Non a breve, e la risposta onesta è che potrebbe non essere l’ibogaina ad arrivarci. Ad agosto 2026 non esiste alcun trial di fase 3, nessun RCT completato sull’efficacia dell’ibogaina, e nessuna domanda di autorizzazione depositata da nessuna parte. Il quadro industriale è più magro del rumore che lo circonda: il programma sull’ibogaina orale di DemeRx/atai (DMX-1002) ha comunicato dati di fase 1 nel 2023 ed è assente dalla pipeline aziendale dal 2024; il 18-MC di MindMed è accantonato dal 2022; il tabernanthalog di Delix è fermo da anni. Ciò che si muove davvero è pubblico: l’Arizona ha finanziato con 5 milioni di dollari, assegnati nell’agosto 2026 al Barrow Neurological Institute, uno studio fase 1/2 randomizzato in doppio cieco contro placebo su 40 soggetti con esiti di trauma cranico — è il primo tentativo serio; il Texas ha stanziato 50 milioni, ma dal marzo 2026 procede senza partner farmaceutico, perché nessuna azienda ha accettato le condizioni. Nel frattempo il primo derivato ammesso a sperimentazione clinica negli USA è la noribogaina, con un IND di fase 1 autorizzato dalla FDA nell’aprile 2026 per il disturbo da uso di alcol. Realisticamente: anni, e probabilmente un derivato.

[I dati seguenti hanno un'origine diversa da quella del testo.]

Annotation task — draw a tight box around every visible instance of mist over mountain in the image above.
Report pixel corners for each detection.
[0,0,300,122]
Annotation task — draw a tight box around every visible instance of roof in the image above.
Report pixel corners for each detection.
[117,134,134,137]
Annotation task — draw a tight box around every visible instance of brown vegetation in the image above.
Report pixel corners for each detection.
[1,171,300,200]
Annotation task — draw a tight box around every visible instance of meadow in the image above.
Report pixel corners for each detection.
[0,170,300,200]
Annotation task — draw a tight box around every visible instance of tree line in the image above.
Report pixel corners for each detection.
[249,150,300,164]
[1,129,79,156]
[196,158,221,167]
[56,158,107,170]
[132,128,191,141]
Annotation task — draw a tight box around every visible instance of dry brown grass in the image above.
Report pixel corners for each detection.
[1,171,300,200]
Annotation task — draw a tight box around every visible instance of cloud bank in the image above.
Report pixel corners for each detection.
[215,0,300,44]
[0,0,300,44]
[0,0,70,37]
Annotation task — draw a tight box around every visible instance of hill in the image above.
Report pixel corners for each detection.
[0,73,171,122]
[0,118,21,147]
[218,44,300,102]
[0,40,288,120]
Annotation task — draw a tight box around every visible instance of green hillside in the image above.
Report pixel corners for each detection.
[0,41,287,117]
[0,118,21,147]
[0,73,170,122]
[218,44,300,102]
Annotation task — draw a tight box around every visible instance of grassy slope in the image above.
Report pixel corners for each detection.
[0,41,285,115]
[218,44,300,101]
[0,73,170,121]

Le cliniche di ibogaina in Messico sono sicure?

Operano in zona grigia, e la formula va capita per quello che significa: la sostanza non è schedulata, quindi non è vietata, ma assenza di regolamentazione non è autorizzazione. Nessuna di quelle strutture è accreditata da un’autorità sanitaria per somministrare ibogaina, nessuna è soggetta a ispezione, e i dati di sicurezza che pubblicano sono auto-riportati da soggetti con interesse commerciale diretto e non passati per revisione fra pari. Che il protocollo non azzeri il rischio lo dimostra la cronaca: nel gennaio 2026 una delle cliniche più strutturate ha annunciato pubblicamente il decesso di un paziente durante un programma di disintossicazione, rafforzando in risposta lo screening e imponendo ventun giorni di soggiorno minimo a chi assume fentanil. Ma il pericolo maggiore è un altro, e non riguarda i giorni in clinica: chi esce da una disintossicazione rapida esce con la tolleranza agli oppioidi azzerata, e se ricade — come accade alla maggioranza — riprende alla dose di prima su un organismo che non la regge più. Overdose. Una disintossicazione non seguita da un percorso di mantenimento non riduce la mortalità: la sposta in avanti, e può aumentarla. È l’argomento più forte contro il turismo dell’ibogaina.